Growing Up Online: What We’ve Learned from Living in the Scroll
- Akshita Kasthuri
- Mar 27
- 3 min read
Updated: Apr 5

By the time I turned 13, I had already seen more content than most adults saw in their first three decades of life. Memes, news, ads, filters, influencers, breakdowns, callouts, cancelations, reunions, and endless “For You” content, all stitched into a feed that rarely pauses. This is what it means to grow up online.
For Gen Z, the internet isn’t something we log onto. It’s the space we grew up in. It raised us, shaped us, challenged us, and in some ways, changed how we see the world and ourselves.
📲 The Feed Became Our Reality
Our feeds were never just entertainment. They were education, self-expression, and sometimes even survival. We learned empathy through TikTok storytimes and found community in comment sections. We followed creators who looked like us, sounded like us, and talked about things no adult in our lives ever dared to bring up.
But the same space that gave us connection also gave us comparison. Constant scrolling meant constant measuring. How pretty, how productive, how “put together” everyone else seemed. The pressure to perform online became a quiet kind of exhaustion. And most of us didn’t even realize it was happening because it was just the background noise of growing up.
🤯 We’re Aware, but We’re Tired
Gen Z is hyper-aware of the internet’s grip on us. We joke about screen time, meme our burnout, and call ourselves “chronically online.” But the truth is, being so plugged in has left many of us mentally drained and emotionally scattered.
We’ve seen global tragedies unfold in real time before finishing high school. We’ve had our identities questioned by strangers in comment sections. We’ve watched the line between real and curated blur until even we forget the difference.

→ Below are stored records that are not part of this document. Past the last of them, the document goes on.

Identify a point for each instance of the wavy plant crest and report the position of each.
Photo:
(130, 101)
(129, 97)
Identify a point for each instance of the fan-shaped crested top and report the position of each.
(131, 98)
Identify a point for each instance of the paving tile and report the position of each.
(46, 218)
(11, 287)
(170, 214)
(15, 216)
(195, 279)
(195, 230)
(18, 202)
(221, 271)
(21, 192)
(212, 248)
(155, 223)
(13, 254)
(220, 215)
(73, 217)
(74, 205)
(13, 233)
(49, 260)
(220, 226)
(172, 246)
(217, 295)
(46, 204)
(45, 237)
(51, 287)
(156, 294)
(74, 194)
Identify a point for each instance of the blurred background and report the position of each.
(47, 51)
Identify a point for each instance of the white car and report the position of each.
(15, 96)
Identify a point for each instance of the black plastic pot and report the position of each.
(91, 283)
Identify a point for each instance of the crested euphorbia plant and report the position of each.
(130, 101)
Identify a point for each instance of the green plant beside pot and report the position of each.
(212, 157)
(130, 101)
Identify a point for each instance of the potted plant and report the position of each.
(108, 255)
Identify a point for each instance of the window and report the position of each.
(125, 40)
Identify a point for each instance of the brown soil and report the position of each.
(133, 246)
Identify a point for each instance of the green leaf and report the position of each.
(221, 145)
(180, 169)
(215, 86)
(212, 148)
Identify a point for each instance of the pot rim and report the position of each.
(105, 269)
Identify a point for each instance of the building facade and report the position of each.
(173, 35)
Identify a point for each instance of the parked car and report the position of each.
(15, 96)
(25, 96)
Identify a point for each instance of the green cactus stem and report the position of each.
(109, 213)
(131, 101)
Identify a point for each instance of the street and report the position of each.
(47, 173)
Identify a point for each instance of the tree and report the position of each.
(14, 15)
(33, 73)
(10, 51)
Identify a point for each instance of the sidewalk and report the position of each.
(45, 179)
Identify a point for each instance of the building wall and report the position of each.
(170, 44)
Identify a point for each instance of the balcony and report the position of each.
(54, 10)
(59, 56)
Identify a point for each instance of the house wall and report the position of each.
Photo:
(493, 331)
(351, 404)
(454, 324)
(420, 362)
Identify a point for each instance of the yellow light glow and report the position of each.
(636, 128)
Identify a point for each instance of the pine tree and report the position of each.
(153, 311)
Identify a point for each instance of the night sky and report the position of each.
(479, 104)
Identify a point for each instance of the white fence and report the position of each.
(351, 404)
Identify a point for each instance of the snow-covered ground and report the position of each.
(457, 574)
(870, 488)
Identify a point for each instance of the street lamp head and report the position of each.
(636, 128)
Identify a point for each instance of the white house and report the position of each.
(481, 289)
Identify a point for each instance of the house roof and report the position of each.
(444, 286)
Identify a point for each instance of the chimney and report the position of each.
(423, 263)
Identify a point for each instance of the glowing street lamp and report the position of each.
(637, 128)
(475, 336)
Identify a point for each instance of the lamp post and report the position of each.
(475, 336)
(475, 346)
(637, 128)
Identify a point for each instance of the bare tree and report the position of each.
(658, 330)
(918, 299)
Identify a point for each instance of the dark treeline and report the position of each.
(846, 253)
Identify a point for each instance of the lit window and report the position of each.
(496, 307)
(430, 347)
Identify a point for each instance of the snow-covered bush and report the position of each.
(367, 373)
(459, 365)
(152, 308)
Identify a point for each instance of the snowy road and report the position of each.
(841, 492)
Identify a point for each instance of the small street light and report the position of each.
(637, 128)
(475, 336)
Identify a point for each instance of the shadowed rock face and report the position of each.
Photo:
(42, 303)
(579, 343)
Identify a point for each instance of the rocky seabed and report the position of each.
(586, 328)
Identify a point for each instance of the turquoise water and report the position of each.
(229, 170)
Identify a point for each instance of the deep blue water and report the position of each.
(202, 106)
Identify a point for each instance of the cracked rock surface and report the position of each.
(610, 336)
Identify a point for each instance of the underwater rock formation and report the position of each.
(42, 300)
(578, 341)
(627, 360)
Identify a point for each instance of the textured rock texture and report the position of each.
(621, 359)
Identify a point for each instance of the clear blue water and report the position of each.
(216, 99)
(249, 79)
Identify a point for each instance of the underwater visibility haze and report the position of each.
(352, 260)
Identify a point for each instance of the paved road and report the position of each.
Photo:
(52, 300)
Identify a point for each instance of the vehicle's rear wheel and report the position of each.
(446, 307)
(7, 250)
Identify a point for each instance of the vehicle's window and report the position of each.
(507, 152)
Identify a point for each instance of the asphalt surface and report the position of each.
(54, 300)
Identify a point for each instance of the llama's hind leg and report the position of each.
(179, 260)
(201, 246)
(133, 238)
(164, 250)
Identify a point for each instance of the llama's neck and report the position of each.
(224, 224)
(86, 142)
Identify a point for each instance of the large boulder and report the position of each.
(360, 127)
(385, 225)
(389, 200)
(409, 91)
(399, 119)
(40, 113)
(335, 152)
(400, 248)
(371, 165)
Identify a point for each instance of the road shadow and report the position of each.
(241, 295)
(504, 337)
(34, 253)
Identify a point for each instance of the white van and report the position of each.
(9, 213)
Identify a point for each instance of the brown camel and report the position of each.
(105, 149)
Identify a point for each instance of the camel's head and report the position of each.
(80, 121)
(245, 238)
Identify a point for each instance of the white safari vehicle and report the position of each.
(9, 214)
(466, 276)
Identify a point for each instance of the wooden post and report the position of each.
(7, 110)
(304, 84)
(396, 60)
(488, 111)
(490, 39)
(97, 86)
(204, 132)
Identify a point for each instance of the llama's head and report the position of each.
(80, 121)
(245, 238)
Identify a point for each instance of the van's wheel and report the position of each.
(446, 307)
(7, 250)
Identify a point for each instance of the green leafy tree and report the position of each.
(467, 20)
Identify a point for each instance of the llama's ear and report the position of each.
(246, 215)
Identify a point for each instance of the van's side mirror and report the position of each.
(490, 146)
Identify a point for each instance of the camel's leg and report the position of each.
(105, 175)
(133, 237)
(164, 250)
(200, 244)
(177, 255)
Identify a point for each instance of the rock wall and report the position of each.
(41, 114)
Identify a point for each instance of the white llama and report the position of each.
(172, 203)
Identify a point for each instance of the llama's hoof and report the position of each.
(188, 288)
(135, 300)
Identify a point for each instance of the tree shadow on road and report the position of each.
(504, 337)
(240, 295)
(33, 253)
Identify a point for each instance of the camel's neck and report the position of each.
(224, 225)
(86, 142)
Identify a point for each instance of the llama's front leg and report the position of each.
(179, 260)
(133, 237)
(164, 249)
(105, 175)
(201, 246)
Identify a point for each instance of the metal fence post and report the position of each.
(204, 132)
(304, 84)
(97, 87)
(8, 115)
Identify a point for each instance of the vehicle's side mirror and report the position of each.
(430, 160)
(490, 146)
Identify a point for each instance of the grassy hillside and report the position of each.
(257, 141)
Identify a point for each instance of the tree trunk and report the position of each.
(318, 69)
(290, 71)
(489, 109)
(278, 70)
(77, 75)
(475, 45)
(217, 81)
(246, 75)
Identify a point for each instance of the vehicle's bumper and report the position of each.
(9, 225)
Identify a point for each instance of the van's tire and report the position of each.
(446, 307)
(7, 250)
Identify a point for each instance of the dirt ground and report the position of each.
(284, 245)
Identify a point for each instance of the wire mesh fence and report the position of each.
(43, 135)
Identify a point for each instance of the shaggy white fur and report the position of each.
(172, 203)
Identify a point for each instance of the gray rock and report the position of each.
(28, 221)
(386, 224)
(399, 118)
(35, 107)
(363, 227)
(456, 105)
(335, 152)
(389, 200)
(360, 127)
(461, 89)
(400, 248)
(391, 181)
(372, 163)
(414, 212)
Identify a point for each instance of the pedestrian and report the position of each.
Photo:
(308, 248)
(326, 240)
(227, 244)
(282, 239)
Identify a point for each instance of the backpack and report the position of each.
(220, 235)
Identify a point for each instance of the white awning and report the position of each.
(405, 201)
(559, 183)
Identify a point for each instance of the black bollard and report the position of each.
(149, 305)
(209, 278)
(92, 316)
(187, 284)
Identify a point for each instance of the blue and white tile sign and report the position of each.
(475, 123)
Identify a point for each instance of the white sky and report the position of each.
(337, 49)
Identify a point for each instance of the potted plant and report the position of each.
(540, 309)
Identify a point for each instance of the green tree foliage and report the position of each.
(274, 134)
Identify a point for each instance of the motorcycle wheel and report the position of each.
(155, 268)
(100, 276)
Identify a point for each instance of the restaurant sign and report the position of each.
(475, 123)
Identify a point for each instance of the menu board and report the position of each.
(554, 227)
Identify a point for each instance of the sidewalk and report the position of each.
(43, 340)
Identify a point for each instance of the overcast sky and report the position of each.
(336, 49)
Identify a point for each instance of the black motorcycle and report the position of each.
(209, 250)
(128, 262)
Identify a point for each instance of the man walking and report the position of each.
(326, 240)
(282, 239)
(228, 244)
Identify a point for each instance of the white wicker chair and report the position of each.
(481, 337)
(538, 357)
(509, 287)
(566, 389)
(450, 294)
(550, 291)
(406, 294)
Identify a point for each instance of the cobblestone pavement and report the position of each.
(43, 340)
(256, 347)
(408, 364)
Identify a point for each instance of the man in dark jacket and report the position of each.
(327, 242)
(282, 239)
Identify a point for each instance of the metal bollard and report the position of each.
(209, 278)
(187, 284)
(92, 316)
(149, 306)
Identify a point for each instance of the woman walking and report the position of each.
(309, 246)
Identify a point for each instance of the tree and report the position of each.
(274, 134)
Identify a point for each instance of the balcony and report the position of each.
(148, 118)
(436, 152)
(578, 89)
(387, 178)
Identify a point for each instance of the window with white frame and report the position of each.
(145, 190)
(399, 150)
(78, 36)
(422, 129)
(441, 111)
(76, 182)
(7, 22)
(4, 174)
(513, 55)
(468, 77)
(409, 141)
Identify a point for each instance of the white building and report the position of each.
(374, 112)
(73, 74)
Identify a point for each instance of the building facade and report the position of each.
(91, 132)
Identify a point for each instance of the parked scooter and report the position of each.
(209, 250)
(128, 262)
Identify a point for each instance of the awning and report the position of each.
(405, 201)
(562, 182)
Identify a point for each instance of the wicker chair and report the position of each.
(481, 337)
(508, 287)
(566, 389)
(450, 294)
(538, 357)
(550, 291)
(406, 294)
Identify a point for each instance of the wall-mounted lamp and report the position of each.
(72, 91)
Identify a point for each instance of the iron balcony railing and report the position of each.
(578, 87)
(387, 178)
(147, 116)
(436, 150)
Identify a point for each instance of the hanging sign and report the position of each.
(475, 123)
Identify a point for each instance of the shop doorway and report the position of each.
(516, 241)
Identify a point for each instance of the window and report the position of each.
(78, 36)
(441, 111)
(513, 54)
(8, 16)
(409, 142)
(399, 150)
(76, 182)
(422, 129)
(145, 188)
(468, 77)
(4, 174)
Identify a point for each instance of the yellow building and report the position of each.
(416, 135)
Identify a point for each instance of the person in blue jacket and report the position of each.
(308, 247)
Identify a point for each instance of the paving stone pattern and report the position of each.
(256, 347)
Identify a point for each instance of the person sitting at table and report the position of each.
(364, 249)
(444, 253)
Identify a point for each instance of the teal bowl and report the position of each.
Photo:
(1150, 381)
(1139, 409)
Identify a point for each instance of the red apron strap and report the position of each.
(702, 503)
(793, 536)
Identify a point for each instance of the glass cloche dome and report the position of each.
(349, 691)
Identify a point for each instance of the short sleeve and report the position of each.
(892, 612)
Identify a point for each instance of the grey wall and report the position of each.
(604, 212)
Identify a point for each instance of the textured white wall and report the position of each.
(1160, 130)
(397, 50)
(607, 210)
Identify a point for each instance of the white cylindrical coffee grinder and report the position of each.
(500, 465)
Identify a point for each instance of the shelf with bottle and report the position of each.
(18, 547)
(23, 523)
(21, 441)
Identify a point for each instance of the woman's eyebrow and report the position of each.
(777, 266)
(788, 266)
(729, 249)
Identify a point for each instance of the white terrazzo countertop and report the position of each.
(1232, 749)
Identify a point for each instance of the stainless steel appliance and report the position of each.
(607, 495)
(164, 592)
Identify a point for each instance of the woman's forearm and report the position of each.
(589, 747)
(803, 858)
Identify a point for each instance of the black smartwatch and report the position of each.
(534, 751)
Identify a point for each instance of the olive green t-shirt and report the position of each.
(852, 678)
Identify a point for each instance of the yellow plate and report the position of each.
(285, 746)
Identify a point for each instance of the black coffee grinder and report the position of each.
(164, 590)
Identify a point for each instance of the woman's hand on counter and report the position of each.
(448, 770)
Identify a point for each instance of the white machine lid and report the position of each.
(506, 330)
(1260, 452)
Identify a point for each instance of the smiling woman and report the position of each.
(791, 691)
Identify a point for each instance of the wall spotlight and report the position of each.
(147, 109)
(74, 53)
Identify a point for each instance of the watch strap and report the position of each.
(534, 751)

There’s this paradox of being digitally fluent but emotionally tired. We know the algorithm. We just don’t always know how to escape it.
🧠 So, What Have We Actually Learned?
We’ve learned to question what we see, because not everything is real, even if it looks like it.We’ve learned that boundaries are necessary, even if no one taught us how to build them.We’ve learned that some of the best connections can come from strangers across the world.And we’ve learned that sometimes, logging off is the bravest thing you can do.
🧩 The Scroll Isn’t All Bad, But It’s Not All Good
This isn’t an anti-internet rant. We’ve gained a lot from growing up online, like knowledge, community, creativity, and opportunity. But it’s time we get honest about what we’ve lost too.
We’ve lost attention spans, face-to-face connection, and quiet. We’ve lost time we’ll never get back to filters, edits, and endless doomscrolling.
But the good news? We’re not helpless. We’re aware. And awareness is the start of reclaiming control.
✊ Gen Z Has the Power to Reset
We don’t have to accept constant scroll as the default setting. We can use the internet without letting it use us. We can take breaks. We can speak up when something feels off. We can create online spaces that reflect who we are, not who the algorithm says we should be.
Growing up online gave us a lot to carry. But it also gave us the voice, tools, and reach to change how the next generation experiences the internet.
Maybe we didn’t get to choose how we were raised by the scroll. But we can choose what we do with it now.